Matt, Luke and middle sister Becky grew up as gym rats, keeping score and running the clock for games Dave refereed on weekends. If they weren’t working for dad, they were shooting hoops. And if they weren’t shooting hoops, Matt – and sometimes Becky, a former college basketball star herself -- were abusing Luke.
True story: Matt once promised to give Luke the best Christmas present ever. Matt repeated the promise day after day until Luke, then in first grade, could hardly stand the suspense. On Christmas morning, Matt made Luke open the long-awaited gift last. After ripping off the paper, Luke opened a box and found ... a Barbie doll.
Luke threw the doll at Matt, who was on the floor laughing, then stormed out of the room. Becky, meanwhile, was holding another gift: new clothes for Barbie.
"I’ve never seen him that mad," Dave says. "Matt and Becky would do quite a bit to him. Luke was allergic to chocolate and they’d make him eat it just to see what would happen and then it would happen. He’d get sick."
Matt recalls taking Luke into the woods on a bike ride and leading him to a high hill. The coolest thing, Matt told him, was to pedal downhill as fast as possible. What Matt neglected to mention was the ditch down below.
"He went flying into the ditch and came out with the handle bars twisted the wrong way," Matt says. "He was really mad at me about that one."
Luke Bonner Takes the Matt Bonner Challenge
Now they’re best friends until they step on the court. "It gets physical," Matt says. "He’s bigger and stronger and can totally take me out."
Off the court, the Bonners' attend concerts, frequent video arcades, go on road trips and pull pranks. Once, they set off firecrackers outside their house on Christmas Eve, hoping to scare their parents. Instead, they frightened the dog and their dad stumbled out, laughing.

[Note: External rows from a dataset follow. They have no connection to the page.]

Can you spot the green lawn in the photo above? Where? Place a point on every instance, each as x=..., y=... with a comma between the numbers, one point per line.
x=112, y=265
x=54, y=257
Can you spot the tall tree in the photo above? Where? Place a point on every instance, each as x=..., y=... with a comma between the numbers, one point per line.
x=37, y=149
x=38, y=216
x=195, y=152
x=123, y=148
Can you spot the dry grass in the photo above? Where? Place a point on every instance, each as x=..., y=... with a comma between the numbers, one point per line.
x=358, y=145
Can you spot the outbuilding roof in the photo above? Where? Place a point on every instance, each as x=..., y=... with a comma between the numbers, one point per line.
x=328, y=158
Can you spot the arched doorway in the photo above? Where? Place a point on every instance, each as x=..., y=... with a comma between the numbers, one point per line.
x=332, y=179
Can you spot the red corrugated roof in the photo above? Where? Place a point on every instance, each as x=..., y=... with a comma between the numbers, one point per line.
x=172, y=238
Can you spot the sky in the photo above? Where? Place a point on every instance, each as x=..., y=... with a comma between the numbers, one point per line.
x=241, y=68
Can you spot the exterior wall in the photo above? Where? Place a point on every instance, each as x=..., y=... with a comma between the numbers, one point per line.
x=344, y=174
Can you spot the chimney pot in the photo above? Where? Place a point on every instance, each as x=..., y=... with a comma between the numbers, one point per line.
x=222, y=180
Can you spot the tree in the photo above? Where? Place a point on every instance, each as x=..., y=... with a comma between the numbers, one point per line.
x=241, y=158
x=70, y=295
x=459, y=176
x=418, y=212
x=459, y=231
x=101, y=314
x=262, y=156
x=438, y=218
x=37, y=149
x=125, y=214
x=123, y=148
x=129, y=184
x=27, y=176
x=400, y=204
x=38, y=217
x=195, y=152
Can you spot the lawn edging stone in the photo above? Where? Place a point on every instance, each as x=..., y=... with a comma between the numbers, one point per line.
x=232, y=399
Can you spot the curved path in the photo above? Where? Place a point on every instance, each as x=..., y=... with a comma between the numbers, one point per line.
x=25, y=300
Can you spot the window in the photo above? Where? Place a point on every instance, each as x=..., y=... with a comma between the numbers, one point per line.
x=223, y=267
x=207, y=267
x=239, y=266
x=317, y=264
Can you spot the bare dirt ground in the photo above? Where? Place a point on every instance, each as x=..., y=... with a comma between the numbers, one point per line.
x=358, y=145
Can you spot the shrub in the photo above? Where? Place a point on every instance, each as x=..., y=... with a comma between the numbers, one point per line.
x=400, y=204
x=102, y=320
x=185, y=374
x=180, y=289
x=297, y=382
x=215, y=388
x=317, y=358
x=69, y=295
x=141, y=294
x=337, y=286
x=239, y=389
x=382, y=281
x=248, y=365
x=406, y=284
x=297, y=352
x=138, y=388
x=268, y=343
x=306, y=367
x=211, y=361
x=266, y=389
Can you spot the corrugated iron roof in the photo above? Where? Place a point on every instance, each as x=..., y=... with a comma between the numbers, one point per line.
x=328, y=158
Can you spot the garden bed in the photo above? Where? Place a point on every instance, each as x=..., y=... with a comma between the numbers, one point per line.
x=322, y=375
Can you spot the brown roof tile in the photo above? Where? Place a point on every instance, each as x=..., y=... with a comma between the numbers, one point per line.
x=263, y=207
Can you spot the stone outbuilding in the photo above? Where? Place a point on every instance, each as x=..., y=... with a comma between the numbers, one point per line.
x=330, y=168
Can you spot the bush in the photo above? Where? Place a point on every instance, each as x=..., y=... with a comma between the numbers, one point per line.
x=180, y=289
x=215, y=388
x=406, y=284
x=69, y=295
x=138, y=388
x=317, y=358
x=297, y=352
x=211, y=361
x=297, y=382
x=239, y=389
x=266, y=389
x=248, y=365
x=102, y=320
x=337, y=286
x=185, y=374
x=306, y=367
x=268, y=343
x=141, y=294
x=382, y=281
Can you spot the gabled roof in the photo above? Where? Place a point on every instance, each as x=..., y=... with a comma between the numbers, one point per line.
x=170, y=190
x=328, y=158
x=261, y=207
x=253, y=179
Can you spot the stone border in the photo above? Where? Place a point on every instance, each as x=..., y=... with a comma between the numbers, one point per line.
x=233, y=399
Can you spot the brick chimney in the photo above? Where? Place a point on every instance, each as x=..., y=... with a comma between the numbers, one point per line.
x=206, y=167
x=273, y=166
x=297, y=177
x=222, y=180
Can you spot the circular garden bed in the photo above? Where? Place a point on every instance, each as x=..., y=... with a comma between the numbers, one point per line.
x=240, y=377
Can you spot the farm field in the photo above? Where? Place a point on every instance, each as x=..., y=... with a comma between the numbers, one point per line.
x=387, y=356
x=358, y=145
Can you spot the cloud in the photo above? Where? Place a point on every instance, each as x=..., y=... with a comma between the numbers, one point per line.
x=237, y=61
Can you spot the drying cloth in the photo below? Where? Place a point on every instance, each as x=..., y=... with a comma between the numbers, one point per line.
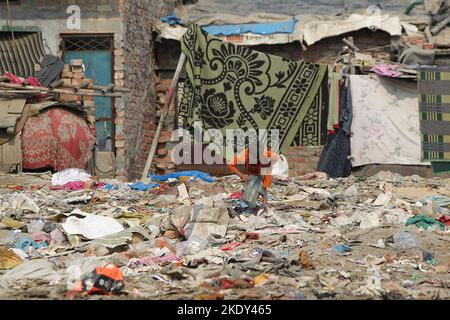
x=234, y=87
x=424, y=222
x=434, y=108
x=385, y=126
x=334, y=159
x=313, y=130
x=51, y=68
x=56, y=138
x=333, y=107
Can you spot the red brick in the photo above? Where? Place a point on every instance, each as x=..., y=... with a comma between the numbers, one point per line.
x=162, y=152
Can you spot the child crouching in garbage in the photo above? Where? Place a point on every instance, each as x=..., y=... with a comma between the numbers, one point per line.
x=258, y=172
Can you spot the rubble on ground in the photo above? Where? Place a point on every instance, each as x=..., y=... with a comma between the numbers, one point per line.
x=380, y=237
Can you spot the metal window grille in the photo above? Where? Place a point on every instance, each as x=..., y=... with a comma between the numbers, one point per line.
x=87, y=43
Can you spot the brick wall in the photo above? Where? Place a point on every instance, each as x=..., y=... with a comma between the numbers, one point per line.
x=301, y=160
x=140, y=119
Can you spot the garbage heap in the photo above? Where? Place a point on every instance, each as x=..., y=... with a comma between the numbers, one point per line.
x=189, y=236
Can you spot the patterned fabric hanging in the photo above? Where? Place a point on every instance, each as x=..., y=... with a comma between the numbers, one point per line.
x=234, y=87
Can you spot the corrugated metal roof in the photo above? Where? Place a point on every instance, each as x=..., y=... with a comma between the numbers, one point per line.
x=20, y=56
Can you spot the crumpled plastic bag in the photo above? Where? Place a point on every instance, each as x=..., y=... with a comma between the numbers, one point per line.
x=252, y=191
x=8, y=259
x=19, y=201
x=74, y=174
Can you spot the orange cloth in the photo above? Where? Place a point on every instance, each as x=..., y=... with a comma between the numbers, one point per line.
x=253, y=169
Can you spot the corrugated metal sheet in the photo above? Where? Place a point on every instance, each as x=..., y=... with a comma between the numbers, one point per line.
x=20, y=56
x=293, y=7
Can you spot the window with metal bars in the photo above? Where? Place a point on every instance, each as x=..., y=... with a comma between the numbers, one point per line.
x=87, y=43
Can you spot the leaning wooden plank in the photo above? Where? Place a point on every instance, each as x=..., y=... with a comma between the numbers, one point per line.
x=169, y=98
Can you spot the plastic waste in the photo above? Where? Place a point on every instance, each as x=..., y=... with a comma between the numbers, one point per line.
x=35, y=226
x=404, y=240
x=103, y=280
x=7, y=237
x=74, y=174
x=424, y=222
x=252, y=191
x=74, y=277
x=342, y=248
x=192, y=246
x=281, y=168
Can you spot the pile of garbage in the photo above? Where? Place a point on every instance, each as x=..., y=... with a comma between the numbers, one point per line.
x=189, y=236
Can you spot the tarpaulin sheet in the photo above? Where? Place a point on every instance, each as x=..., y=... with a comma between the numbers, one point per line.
x=385, y=126
x=257, y=28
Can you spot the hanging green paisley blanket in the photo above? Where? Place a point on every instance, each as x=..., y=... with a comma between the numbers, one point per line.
x=234, y=87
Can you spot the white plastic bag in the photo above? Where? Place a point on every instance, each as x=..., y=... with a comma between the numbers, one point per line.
x=281, y=168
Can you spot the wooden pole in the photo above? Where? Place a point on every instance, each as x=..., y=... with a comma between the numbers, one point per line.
x=169, y=98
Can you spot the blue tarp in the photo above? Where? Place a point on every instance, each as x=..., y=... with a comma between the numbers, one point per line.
x=234, y=29
x=196, y=174
x=257, y=28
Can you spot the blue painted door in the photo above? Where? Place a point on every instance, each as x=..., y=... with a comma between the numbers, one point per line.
x=98, y=66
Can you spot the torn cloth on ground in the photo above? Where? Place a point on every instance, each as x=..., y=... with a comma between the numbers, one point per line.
x=56, y=138
x=234, y=87
x=176, y=175
x=91, y=226
x=385, y=126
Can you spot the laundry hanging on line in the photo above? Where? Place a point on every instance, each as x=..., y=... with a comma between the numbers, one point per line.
x=234, y=87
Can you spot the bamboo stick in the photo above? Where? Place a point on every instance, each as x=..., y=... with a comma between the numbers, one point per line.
x=169, y=98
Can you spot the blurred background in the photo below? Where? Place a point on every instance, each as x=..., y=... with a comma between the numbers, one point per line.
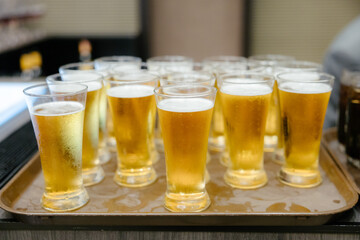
x=51, y=33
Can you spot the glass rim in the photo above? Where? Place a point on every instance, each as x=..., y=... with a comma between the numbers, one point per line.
x=270, y=59
x=116, y=58
x=225, y=59
x=262, y=77
x=84, y=90
x=192, y=73
x=328, y=78
x=52, y=78
x=170, y=59
x=300, y=65
x=211, y=91
x=139, y=72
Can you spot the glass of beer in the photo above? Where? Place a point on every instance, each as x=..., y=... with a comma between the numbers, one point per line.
x=104, y=154
x=161, y=66
x=91, y=170
x=57, y=114
x=245, y=98
x=353, y=124
x=213, y=64
x=190, y=78
x=104, y=65
x=289, y=66
x=303, y=101
x=185, y=113
x=132, y=106
x=273, y=120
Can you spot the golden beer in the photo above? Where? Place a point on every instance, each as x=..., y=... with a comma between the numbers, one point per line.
x=133, y=112
x=245, y=107
x=92, y=171
x=185, y=119
x=57, y=119
x=303, y=107
x=58, y=127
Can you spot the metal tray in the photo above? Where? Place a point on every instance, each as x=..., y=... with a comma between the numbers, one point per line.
x=274, y=204
x=332, y=144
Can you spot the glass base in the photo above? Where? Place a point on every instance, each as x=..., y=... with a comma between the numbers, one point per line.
x=270, y=143
x=299, y=178
x=104, y=155
x=135, y=177
x=93, y=176
x=354, y=162
x=159, y=143
x=278, y=156
x=342, y=148
x=207, y=176
x=217, y=144
x=245, y=179
x=154, y=156
x=111, y=144
x=224, y=159
x=180, y=202
x=64, y=202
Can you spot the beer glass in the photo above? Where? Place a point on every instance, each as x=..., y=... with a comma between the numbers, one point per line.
x=91, y=170
x=212, y=64
x=117, y=72
x=105, y=64
x=245, y=98
x=185, y=115
x=132, y=106
x=161, y=65
x=191, y=78
x=288, y=66
x=57, y=114
x=353, y=124
x=273, y=120
x=303, y=101
x=104, y=154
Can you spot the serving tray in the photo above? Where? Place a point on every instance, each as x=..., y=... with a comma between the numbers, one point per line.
x=110, y=204
x=332, y=144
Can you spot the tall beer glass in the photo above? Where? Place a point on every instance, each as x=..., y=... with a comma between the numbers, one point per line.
x=57, y=114
x=289, y=66
x=245, y=99
x=104, y=65
x=303, y=101
x=273, y=120
x=104, y=154
x=132, y=106
x=212, y=64
x=117, y=73
x=162, y=65
x=191, y=78
x=91, y=169
x=185, y=115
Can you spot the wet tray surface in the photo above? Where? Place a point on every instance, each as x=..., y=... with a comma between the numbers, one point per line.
x=110, y=204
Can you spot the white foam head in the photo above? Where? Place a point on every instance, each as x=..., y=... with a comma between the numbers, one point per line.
x=131, y=91
x=303, y=87
x=246, y=89
x=57, y=108
x=185, y=104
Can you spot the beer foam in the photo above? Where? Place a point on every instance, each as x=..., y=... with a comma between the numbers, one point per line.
x=185, y=104
x=86, y=78
x=302, y=87
x=246, y=89
x=131, y=91
x=57, y=108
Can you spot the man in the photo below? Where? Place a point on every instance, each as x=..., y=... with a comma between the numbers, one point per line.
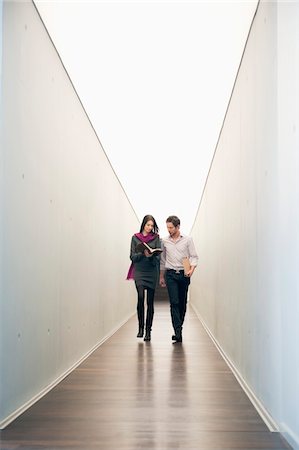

The brothers also share a passion for frugality. Matt, for example, spends little of his NBA paycheck on transportation. In Toronto he rode street cars. In San Antonio, he tools around in a Pontiac, which he bought in New Hampshire because the state has no sales tax.
How tight is Matt? He once ventured into a sandwich shop with a "50 percent off" coupon to save a couple of bucks.
How tight is Luke? "He’s never bought me a meal in his entire life," Matt says. "Not a half a sandwich, not a bowl of soup, not anything."
Matt lives on the cheap. He once played for an Italian team that went bankrupt. Matt didn't get paid the second half of the season, almost got evicted from his apartment, lived without heat and electricity and developed a severe case of food poisoning.
Now he writes a sandwich blog and solicits comment from Luke. The brothers may scrimp on material things but not with charity. They started a summer event, "Speakers and Sneakers," to raise money for the Boys and Girls Club in Concord, where Matt learned to play hoops.
It's a long way from a ditch in the woods to a dream in pro ball. Looking back, that head-over-heels spill with those twisted handlebars appears comically prophetic. At the time, not one person in New Hampshire history had ever reached the NBA, and maybe a handful had played any kind of pro ball. More than a decade later, two prank-loving brothers have pulled a fast one on the folks back home.